Data Should Just Be Available!
Danny Greefhorst / 10 February 2015
There is an increasing focus on data. Big Data is a concrete manifestation, but also just a tip of the iceberg. In general, there is an increasing amount of data, both within organizations as well as in the world as a whole. IT has been an important catalyst in the explosion of data; by automating processes and information flows data are increasingly born digitally.
Data has not received enough attention in the past.
I am not just talking about data with extreme volumes, variety or velocity. I am talking about the data that organizations already have, but which they are not sufficiently aware of. Organizations are generally organized into silos and data is often concealed within departments. The applications that manage these data are only accessible to a limited number of people. Not to mention data sharing across organizational boundaries.
The problem does not only apply to structured data. A lot of the data are locked in documents. Just try to find something in the increasingly expanding sea of digital records. Having a document management system is good. In practice, the compartmentalization of the organization is also visible in such a system. Each department has its own ‘site‘, and even if you can find it, you probably cannot access it because you do not have the proper authorizations.
We should, therefore, take a fresh look at data, both within the organization and across its boundaries. Let’s start by making clear what data is available inside and outside the organization. Based on that, we should have a dialogue about what the value of these datasets is and what opportunities it generates. Data is often valuable in places where it is not created. Data can help to streamline existing processes, but can also provide new insights.

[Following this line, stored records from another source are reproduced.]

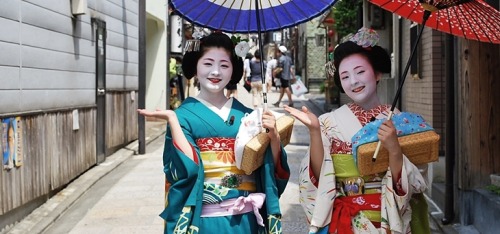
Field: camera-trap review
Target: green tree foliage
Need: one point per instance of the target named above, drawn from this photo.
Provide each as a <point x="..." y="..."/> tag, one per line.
<point x="345" y="13"/>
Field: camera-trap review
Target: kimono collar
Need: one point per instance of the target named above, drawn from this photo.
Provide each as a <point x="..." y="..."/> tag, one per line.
<point x="365" y="116"/>
<point x="223" y="113"/>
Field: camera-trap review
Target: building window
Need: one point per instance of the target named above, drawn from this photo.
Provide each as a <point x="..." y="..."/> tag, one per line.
<point x="320" y="40"/>
<point x="415" y="62"/>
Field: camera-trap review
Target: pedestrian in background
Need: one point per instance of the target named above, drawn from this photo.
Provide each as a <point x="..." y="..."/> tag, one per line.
<point x="285" y="63"/>
<point x="271" y="65"/>
<point x="207" y="193"/>
<point x="256" y="78"/>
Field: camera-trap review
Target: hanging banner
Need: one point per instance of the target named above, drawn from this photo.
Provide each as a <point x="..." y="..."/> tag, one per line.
<point x="19" y="154"/>
<point x="176" y="33"/>
<point x="12" y="142"/>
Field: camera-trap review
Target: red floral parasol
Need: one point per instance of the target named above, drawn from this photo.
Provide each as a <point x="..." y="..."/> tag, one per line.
<point x="471" y="19"/>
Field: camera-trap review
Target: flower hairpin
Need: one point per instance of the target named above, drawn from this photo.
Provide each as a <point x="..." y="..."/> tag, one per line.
<point x="242" y="47"/>
<point x="195" y="43"/>
<point x="365" y="37"/>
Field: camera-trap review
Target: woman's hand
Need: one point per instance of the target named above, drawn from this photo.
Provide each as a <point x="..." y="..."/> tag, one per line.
<point x="176" y="131"/>
<point x="158" y="113"/>
<point x="389" y="139"/>
<point x="316" y="150"/>
<point x="387" y="135"/>
<point x="307" y="118"/>
<point x="269" y="122"/>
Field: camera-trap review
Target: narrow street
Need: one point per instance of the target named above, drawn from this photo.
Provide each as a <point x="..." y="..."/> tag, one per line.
<point x="129" y="198"/>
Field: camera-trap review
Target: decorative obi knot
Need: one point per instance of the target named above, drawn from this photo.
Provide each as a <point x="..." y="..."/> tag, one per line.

When it is clear which data is more broadly applicable than it deserves and requires special care. Investments are needed to ensure the discoverability, understandability, availability, and reliability of the data. This means that responsibilities should be appointed, processes are defined and systems made available to disclose the data. When valuable data is available outside the organization, the usage of it should be made possible and necessary agreements with data providers should be made.
Explicitly exposing hitherto hidden data is good, but it is also running after the facts. It would be much better if data is discoverable, understandable, available and reliable by default. These are ideas are also present in concepts such as open data and linked data. Organizations should, therefore, embrace these concepts and their implications. Instead of thinking in terms of processes, applications, and services the data themselves should be central. This would create a whole new world of opportunities.